Trading activity decline
Over the last two quarters, trading activity has fallen for commercial and investment banks (XLF) due to the placement of funds by institutions in debt-related offerings and no major corrections. Low volatility and high valuation have been major causes of lower trading activity. However, any valuation decline or correction, reforms such as tax cuts, or interest rate hikes could bring back some volatility and buying opportunities at lower prices, stirring bulls and bears.
Bank of America’s (BAC) global markets division saw its net income fall 30% to $756 million, mainly due to weakness in debt-related products and trading. Its revenue fell 11% to $3.9 billion in 3Q17. Recently, Goldman Sachs (GS) and Wells Fargo (WFC) have seen steep declines in trading, while Citigroup (C) has witnessed average declines.
Fixed income trails equity
Bank of America’s trading activity fell 15% to $3.2 billion, mainly due to a 22% fall in fixed income activity, and partially offset by a 2% rise in equity trading. Its assets managed under trading activity rose to $442.3 billion in 3Q17 from $415.4 billion in 3Q16, reflecting higher valuation and contributions.

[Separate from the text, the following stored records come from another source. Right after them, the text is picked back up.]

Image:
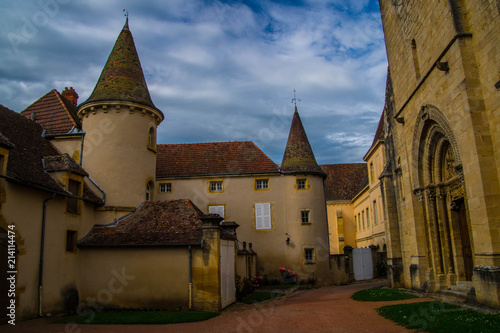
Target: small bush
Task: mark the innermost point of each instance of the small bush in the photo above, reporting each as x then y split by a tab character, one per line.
438	317
380	294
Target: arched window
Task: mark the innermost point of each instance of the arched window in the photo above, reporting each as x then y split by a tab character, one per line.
149	191
415	58
151	138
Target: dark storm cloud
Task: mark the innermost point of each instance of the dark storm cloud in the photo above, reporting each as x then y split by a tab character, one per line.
219	70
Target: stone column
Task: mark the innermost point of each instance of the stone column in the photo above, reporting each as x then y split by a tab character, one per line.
445	231
434	229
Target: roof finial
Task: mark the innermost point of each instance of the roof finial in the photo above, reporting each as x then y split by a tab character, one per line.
294	99
126	20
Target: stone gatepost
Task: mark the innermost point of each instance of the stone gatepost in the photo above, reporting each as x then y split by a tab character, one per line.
349	269
373	248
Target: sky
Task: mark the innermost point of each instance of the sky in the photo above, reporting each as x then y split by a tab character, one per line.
218	70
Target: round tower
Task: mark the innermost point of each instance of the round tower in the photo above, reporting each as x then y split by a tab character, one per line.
306	219
120	121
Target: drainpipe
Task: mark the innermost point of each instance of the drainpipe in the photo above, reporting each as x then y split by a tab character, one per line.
40	266
81	148
190	284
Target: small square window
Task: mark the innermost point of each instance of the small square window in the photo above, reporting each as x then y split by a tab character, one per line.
71	237
305	217
309	256
216	186
166	188
261	184
72	202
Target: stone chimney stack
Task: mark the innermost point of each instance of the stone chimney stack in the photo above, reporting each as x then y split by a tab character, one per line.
71	95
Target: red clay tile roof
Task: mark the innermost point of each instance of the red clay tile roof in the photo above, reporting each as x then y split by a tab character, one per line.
298	152
122	78
63	163
213	158
25	159
154	223
344	180
28	153
54	112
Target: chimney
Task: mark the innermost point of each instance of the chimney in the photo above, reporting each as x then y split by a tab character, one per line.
70	94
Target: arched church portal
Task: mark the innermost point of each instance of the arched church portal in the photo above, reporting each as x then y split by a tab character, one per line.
440	188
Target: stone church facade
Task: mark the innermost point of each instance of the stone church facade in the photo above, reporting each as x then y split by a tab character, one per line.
441	183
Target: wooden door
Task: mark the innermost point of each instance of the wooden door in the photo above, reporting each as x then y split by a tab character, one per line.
228	285
464	237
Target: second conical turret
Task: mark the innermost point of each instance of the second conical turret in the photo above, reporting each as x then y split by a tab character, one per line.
299	156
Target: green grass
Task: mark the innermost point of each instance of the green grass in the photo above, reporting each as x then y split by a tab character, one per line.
139	317
380	294
438	317
259	296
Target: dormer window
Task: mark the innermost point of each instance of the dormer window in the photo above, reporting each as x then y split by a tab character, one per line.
301	184
72	203
149	191
152	139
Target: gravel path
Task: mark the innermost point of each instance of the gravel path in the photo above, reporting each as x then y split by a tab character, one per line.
327	309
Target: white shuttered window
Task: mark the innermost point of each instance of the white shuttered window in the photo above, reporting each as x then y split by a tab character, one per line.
263	216
216	210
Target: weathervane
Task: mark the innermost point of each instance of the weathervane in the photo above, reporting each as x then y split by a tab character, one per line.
294	99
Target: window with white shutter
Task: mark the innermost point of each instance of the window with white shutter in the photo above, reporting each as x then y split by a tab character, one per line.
216	210
263	216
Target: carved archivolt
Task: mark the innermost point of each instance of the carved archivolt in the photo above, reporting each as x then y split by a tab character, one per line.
433	133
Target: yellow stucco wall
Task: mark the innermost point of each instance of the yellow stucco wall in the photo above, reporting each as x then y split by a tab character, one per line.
370	202
116	153
239	198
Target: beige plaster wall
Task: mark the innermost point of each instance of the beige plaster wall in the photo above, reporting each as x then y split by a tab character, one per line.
23	208
134	277
239	198
374	234
116	153
341	227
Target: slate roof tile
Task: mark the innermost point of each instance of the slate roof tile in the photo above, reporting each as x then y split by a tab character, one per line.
154	223
213	158
344	181
122	78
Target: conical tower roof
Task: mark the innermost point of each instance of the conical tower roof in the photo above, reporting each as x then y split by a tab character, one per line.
122	78
299	156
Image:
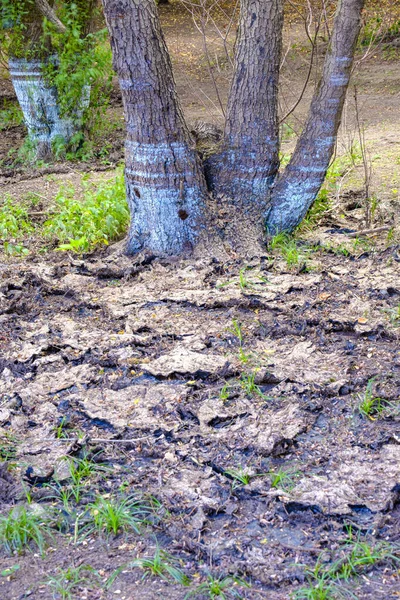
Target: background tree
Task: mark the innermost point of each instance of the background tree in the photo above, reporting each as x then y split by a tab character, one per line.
165	181
31	28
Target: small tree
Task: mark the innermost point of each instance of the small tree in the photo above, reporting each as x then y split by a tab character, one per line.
166	183
33	34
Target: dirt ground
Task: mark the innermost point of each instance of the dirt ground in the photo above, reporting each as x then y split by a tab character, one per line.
178	378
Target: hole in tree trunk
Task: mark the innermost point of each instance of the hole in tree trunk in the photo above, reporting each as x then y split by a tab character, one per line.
183	214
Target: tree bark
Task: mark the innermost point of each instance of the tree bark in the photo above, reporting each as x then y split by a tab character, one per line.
164	177
249	160
298	186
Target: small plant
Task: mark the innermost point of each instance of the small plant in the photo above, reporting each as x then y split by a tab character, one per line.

Trading-wise, Bank of America has performed better than many peers, helped by its investments in technological solutions. The division’s spending rose by $54 million, supported by technological spending and partially offset by lower administrative costs. The division’s return on average allocated capital fell to 9.0% in 3Q17 from 10.0% in 2Q17, reflecting continued low volatility.